‘With insistence, humour and a wry, haunted nostalgia, James Whyle excavates a palimpsest of texts and voices to approach the questions existentially familiar to white South Africans: Who are we, how did we get here, and what does it mean? An invaluable contribution to the self-orienting literature of our country.’ – Darrel Bristow-Bovey, author of Finding Endurance
‘A boldly imagined and beautifully written memoir. Whyle’s prose is finely tuned, unflinching in its approach to painful subjects, but also laced with wry humour and the sheer delight of being alive.’ – Ivan Vladislavic
We Two from Heaven is a singular memoir, a four-part fugue on the tricks and traps of memory, a shuffling of the cards of time. Episodes from the early life of writer James Whyle are interwoven with the letters of his father from the Western Front during the First World War. Their formative experiences – war, conscription, injury, desertion – flash by, juxtaposed, as if in counterpoint.
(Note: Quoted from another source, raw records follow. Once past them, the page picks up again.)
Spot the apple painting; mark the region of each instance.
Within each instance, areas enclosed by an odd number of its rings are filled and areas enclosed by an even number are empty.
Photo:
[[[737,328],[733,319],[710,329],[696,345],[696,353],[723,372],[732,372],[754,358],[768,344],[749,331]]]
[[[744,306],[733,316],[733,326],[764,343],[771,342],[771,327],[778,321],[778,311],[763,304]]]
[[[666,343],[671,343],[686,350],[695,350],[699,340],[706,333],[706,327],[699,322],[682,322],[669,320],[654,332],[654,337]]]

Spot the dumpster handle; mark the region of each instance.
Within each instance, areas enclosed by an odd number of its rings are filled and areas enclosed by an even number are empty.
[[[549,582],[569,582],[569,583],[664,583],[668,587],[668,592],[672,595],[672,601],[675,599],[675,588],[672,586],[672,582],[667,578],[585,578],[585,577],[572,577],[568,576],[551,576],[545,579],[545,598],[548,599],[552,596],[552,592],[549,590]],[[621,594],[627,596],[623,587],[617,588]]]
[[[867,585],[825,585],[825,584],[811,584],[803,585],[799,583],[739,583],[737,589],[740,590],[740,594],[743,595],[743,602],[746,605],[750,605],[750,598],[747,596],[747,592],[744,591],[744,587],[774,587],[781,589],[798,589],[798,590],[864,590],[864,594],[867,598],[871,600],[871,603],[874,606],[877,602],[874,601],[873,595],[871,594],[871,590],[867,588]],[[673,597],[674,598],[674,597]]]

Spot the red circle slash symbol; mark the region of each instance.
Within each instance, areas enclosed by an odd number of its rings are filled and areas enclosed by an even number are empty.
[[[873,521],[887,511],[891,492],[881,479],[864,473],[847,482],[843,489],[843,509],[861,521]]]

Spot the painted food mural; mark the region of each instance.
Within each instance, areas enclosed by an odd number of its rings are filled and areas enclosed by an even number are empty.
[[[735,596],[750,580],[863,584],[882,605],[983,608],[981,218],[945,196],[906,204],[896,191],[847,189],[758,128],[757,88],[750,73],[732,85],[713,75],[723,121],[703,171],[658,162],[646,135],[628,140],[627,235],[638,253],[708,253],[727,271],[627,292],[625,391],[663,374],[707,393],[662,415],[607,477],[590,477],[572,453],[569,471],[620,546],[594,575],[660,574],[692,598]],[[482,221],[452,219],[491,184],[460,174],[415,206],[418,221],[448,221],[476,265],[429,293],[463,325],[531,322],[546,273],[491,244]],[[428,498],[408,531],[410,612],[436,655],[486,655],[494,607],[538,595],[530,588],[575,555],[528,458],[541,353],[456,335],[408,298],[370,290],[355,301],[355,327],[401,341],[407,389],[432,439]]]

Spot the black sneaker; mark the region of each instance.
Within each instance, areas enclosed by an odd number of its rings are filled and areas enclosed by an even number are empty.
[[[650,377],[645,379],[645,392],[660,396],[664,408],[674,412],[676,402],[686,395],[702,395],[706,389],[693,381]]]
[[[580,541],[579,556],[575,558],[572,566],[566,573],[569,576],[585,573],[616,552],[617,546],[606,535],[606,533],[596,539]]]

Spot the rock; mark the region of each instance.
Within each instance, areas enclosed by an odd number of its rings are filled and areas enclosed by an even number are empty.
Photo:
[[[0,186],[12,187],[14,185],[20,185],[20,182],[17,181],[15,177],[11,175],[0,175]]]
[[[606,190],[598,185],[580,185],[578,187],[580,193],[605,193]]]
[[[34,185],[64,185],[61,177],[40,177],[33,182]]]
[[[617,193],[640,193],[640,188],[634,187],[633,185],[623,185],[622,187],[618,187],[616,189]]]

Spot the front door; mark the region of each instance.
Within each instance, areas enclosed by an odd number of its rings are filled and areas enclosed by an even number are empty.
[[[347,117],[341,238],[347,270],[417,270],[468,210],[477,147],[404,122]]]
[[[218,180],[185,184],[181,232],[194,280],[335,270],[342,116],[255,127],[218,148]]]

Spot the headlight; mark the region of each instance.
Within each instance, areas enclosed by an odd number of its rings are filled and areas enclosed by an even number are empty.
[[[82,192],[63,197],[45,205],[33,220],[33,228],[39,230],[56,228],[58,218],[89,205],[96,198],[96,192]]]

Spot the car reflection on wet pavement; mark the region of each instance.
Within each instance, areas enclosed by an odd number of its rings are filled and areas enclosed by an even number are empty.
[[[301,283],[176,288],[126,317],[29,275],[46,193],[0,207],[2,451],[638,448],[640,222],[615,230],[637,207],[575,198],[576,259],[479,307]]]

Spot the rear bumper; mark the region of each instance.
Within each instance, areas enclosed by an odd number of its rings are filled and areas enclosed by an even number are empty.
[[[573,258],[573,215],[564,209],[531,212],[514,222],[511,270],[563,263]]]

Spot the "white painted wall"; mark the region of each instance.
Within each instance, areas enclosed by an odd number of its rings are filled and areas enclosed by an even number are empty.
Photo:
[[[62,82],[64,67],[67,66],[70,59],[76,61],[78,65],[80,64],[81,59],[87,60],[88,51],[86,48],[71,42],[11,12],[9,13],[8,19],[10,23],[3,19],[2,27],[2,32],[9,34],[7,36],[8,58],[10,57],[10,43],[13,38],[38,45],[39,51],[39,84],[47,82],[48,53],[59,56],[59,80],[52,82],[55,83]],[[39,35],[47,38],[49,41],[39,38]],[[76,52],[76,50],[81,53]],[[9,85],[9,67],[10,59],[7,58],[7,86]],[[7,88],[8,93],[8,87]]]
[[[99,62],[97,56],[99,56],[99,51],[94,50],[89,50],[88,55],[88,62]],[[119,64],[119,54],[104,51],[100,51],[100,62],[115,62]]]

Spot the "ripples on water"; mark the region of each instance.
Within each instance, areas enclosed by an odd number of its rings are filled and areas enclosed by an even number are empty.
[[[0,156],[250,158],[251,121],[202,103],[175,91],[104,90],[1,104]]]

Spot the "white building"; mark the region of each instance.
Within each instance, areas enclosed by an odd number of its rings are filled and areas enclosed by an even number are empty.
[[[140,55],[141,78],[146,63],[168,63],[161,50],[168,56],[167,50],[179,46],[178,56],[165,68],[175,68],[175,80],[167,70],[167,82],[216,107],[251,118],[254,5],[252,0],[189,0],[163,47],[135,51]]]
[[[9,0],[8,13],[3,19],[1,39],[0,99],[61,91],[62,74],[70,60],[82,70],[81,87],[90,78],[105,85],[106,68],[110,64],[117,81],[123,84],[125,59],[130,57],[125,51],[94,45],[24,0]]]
How do we know who we are? Upending the reader’s expectations of a memoir, Whyle then explores the violence and madness of apartheid society as the narrator passes through boarding school and university and takes his first steps to become a writer. Raw and rhythmic, lyrical and caustic, this is an unsparing, formally inventive dissection of human vanities and illusions.
At the end of history, on the shores of a blue bay, the voices of the past can be heard as we await the arrival of the barbarians – or the baboons, whoever comes first.